Unraveling amyloid formation paths of Parkinson's disease protein alpha-synuclein triggered by anionic vesicles
Journal article, 2017
Amyloid formation of the synaptic brain protein alpha-synuclein (alpha S) is related to degeneration of dopaminergic neurons in Parkinson's disease patients. aS is thought to function in vesicle transport and fusion and it binds strongly to negatively charged vesicles in vitro. Here we combined circular dichroism, fluorescence and imaging methods in vitro to characterize the interaction of alpha S with negatively charged vesicles of DOPS (1,2-dioleoyl-sn-glycero-3-phospho-L-serine, sodium salt) and DOPG (1,2-dioleoyl-sn-glycero-3-phospho-(1'-rac-glycerol), sodium salt) and the consequences of such interactions on alpha S amyloid formation.
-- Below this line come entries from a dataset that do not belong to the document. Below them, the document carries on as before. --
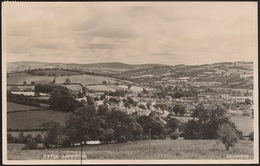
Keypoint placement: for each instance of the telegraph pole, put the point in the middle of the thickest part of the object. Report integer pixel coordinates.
(150, 138)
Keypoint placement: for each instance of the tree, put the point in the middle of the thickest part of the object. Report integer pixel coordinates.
(149, 122)
(247, 101)
(83, 125)
(67, 81)
(227, 135)
(123, 125)
(172, 125)
(31, 144)
(179, 109)
(52, 134)
(129, 86)
(251, 136)
(33, 83)
(104, 82)
(38, 138)
(10, 138)
(107, 136)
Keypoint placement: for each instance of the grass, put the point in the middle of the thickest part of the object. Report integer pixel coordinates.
(57, 72)
(19, 79)
(14, 107)
(85, 79)
(100, 88)
(160, 149)
(33, 119)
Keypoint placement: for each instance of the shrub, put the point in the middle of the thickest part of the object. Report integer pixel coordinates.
(122, 139)
(39, 138)
(227, 135)
(161, 136)
(10, 138)
(251, 136)
(31, 144)
(145, 137)
(175, 135)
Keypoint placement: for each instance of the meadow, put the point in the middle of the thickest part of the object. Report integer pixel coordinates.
(33, 119)
(159, 149)
(16, 107)
(19, 79)
(85, 79)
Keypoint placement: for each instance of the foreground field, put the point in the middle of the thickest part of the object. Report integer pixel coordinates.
(159, 149)
(85, 79)
(19, 79)
(18, 107)
(33, 119)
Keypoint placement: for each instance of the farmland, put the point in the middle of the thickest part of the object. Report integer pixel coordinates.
(14, 107)
(19, 79)
(160, 149)
(32, 119)
(54, 72)
(85, 79)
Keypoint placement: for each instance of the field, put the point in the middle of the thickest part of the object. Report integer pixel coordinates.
(73, 87)
(19, 79)
(85, 79)
(159, 149)
(14, 107)
(33, 119)
(22, 87)
(56, 72)
(244, 123)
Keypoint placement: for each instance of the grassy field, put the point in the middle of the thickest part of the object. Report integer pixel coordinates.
(100, 88)
(85, 79)
(19, 79)
(73, 87)
(14, 107)
(22, 87)
(33, 119)
(57, 72)
(159, 149)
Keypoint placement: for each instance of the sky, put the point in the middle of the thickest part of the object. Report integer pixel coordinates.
(133, 33)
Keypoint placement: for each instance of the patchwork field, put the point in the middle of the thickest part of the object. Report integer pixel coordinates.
(14, 107)
(100, 88)
(56, 72)
(33, 119)
(19, 79)
(22, 87)
(85, 79)
(159, 149)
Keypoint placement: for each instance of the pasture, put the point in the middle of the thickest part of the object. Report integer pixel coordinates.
(19, 79)
(85, 79)
(159, 149)
(56, 72)
(22, 88)
(16, 107)
(100, 88)
(33, 119)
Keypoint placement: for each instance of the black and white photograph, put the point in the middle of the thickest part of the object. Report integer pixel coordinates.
(130, 82)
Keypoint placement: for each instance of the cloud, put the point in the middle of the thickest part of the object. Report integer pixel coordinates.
(168, 33)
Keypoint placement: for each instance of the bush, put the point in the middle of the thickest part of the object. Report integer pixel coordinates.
(31, 144)
(145, 137)
(161, 136)
(251, 136)
(122, 139)
(227, 135)
(175, 135)
(39, 138)
(10, 138)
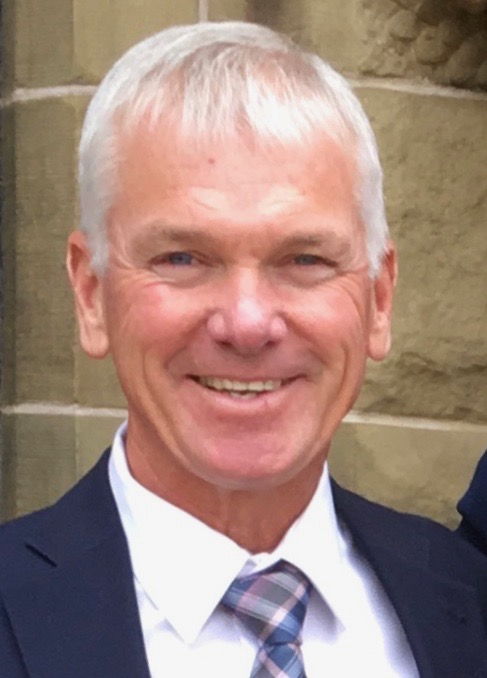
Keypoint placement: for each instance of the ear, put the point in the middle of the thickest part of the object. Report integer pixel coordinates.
(379, 342)
(88, 287)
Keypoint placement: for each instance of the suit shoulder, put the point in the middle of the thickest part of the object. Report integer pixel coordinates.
(84, 515)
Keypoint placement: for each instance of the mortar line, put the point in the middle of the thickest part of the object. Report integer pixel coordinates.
(419, 88)
(354, 417)
(24, 94)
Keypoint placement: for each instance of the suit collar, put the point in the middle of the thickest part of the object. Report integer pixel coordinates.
(79, 617)
(440, 615)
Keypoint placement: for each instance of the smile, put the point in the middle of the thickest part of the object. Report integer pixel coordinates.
(240, 389)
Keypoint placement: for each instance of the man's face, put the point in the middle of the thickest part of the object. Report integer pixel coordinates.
(236, 304)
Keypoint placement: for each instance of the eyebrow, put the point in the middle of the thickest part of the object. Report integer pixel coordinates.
(169, 233)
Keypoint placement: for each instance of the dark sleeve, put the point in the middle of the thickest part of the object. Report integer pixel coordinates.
(473, 508)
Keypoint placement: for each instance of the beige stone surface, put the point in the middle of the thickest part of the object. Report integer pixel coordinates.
(96, 383)
(434, 39)
(40, 180)
(103, 31)
(410, 466)
(229, 10)
(58, 42)
(39, 461)
(38, 47)
(329, 28)
(434, 155)
(93, 435)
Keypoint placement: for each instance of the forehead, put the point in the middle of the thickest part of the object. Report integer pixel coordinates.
(157, 170)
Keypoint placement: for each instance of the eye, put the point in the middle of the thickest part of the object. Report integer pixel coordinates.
(180, 258)
(308, 260)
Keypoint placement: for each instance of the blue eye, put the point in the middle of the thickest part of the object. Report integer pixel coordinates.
(307, 260)
(180, 258)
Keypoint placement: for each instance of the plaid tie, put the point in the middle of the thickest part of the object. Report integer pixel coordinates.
(272, 605)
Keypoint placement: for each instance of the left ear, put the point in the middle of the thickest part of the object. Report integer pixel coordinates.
(381, 310)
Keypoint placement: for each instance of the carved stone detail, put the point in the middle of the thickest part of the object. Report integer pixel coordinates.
(444, 41)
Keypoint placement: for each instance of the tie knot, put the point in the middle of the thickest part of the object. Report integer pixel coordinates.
(271, 604)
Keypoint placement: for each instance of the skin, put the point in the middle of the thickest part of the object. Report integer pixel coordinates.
(239, 264)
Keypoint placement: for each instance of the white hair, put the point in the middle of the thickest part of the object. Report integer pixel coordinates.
(216, 80)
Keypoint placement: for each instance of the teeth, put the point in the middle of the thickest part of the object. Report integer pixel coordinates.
(240, 388)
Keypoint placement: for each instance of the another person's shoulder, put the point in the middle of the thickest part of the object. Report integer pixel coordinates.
(473, 508)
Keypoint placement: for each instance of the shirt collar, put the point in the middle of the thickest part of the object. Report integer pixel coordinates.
(184, 565)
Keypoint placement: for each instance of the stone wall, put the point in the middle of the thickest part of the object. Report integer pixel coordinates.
(420, 68)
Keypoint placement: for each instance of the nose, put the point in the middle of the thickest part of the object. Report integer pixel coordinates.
(247, 316)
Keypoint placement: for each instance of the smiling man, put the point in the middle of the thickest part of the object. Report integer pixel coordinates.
(233, 259)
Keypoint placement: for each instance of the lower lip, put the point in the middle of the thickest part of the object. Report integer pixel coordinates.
(265, 402)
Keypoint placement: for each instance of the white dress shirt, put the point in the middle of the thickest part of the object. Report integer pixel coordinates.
(182, 568)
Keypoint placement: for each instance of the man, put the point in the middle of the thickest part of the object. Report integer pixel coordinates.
(233, 259)
(473, 508)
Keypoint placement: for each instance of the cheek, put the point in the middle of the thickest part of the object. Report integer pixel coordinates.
(154, 319)
(337, 322)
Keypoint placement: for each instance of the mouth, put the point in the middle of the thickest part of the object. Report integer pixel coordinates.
(243, 390)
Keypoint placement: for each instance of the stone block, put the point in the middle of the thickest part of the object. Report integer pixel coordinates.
(434, 155)
(37, 43)
(417, 467)
(444, 42)
(96, 382)
(328, 28)
(93, 435)
(58, 42)
(229, 10)
(39, 461)
(103, 32)
(40, 210)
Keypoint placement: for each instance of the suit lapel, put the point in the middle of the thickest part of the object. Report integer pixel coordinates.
(79, 617)
(440, 616)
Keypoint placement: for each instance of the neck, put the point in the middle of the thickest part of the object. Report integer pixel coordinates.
(256, 519)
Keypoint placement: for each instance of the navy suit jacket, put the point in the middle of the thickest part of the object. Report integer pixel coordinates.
(473, 508)
(68, 607)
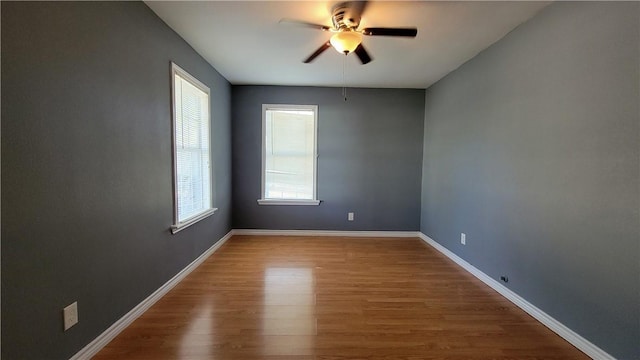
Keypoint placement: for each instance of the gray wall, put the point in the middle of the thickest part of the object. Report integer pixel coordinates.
(370, 156)
(86, 168)
(532, 150)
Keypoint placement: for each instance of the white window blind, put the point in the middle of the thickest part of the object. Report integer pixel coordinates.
(192, 153)
(289, 152)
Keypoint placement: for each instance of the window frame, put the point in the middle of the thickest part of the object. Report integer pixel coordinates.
(210, 210)
(274, 201)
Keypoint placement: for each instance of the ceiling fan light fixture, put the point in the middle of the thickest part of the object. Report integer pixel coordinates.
(346, 42)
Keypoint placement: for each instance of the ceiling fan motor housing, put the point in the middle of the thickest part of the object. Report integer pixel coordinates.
(344, 17)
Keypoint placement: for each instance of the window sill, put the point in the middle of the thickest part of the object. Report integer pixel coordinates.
(185, 224)
(287, 202)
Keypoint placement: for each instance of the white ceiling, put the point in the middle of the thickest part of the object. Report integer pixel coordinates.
(245, 43)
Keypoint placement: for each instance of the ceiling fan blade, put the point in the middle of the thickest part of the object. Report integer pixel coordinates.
(320, 50)
(356, 8)
(362, 54)
(304, 24)
(408, 32)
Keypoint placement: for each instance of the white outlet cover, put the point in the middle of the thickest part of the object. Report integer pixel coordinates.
(70, 315)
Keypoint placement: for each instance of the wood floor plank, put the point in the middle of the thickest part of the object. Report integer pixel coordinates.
(333, 298)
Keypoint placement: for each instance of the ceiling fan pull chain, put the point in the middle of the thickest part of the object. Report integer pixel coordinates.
(344, 78)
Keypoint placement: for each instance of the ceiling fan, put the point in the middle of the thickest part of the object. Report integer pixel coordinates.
(347, 37)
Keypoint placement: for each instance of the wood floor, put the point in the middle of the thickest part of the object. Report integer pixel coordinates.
(264, 297)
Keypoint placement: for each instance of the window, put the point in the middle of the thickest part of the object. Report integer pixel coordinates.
(289, 155)
(192, 179)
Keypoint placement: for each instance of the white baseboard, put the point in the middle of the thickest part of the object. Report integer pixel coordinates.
(103, 339)
(326, 233)
(571, 336)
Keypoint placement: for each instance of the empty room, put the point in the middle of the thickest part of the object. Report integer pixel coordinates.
(320, 180)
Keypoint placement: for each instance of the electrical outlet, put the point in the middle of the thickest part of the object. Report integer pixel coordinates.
(70, 315)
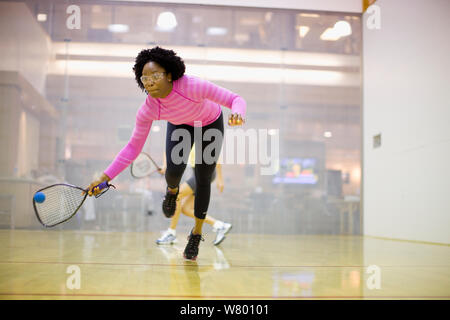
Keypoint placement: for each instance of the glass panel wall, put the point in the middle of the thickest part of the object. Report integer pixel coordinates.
(69, 99)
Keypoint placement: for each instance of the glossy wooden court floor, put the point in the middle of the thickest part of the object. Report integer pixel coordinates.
(129, 265)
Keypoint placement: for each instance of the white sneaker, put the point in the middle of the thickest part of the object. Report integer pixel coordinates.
(221, 232)
(167, 238)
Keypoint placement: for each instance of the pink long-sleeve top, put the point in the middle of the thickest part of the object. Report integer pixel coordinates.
(191, 99)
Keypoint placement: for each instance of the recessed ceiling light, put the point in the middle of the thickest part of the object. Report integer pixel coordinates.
(118, 28)
(330, 34)
(42, 17)
(309, 15)
(216, 31)
(302, 31)
(343, 28)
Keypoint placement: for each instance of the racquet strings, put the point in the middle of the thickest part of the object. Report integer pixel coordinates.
(61, 202)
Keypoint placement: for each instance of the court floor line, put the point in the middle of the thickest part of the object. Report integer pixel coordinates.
(217, 297)
(194, 264)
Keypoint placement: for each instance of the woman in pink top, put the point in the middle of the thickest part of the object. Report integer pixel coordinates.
(192, 107)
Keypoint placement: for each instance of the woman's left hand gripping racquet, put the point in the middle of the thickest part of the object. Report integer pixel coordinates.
(58, 203)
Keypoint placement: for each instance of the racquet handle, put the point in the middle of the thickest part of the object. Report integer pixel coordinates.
(102, 185)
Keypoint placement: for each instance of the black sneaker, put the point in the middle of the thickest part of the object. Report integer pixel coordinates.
(170, 203)
(191, 250)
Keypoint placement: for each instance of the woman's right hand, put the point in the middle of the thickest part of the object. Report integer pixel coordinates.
(162, 171)
(94, 191)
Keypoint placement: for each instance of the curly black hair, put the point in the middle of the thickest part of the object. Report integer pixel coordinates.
(167, 59)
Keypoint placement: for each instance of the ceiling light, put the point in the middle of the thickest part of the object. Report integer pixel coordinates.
(216, 31)
(118, 28)
(309, 15)
(343, 28)
(302, 31)
(330, 35)
(166, 21)
(42, 17)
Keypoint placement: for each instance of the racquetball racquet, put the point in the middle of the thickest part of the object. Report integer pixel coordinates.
(58, 203)
(143, 166)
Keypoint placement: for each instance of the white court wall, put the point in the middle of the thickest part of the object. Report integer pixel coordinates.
(406, 99)
(24, 45)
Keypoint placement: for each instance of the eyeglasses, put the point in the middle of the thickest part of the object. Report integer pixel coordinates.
(154, 77)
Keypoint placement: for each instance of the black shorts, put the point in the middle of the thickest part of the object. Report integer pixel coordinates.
(191, 180)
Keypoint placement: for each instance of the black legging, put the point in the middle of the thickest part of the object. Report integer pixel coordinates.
(203, 170)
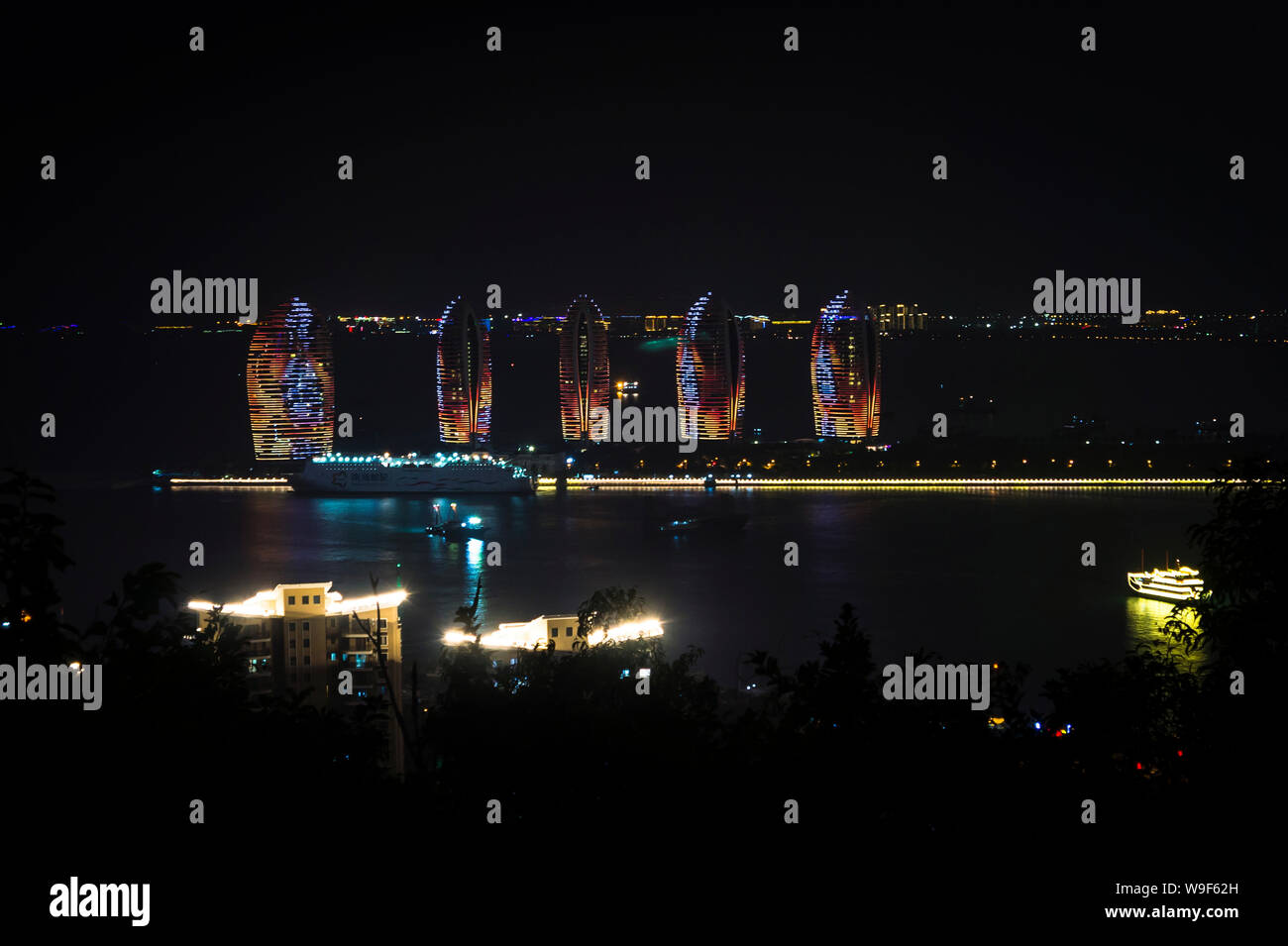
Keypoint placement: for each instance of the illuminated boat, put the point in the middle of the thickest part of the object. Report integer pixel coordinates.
(456, 529)
(382, 475)
(1167, 584)
(703, 524)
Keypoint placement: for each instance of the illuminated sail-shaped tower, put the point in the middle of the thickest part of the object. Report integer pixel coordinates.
(711, 369)
(290, 383)
(464, 376)
(584, 379)
(845, 372)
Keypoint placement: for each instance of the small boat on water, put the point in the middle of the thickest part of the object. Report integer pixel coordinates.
(703, 524)
(456, 529)
(1167, 584)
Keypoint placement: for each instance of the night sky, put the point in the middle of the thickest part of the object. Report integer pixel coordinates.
(476, 167)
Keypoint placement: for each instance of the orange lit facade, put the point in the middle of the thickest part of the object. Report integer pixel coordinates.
(845, 372)
(464, 376)
(711, 369)
(290, 385)
(584, 379)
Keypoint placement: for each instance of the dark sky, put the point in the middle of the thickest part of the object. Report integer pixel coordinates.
(518, 167)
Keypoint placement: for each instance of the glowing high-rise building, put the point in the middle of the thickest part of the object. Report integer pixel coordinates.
(845, 372)
(464, 376)
(290, 385)
(711, 369)
(584, 379)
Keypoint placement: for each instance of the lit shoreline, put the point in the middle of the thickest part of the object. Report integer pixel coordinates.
(794, 482)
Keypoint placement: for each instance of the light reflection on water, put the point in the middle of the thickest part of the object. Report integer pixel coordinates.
(1145, 619)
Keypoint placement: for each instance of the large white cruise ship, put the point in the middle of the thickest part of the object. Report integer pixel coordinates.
(1167, 584)
(443, 473)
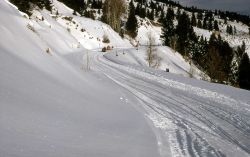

We found that lipid head-group chemistry modulates alpha S interactions and also affects amyloid fiber formation. During the course of the experiments, we made the unexpected discovery that pre-formed alpha S oligomers, typically present in a small amount in the alpha S starting material, acted as templates for linear growth of anomalous amyloid fibers in the presence of vesicles. At the same time, the remaining alpha S monomers were restricted from vesicle-mediated nucleation of amyloid fibers. Although not a dominant process in bulk experiments, this hidden alpha S aggregation pathway may be of importance in vivo.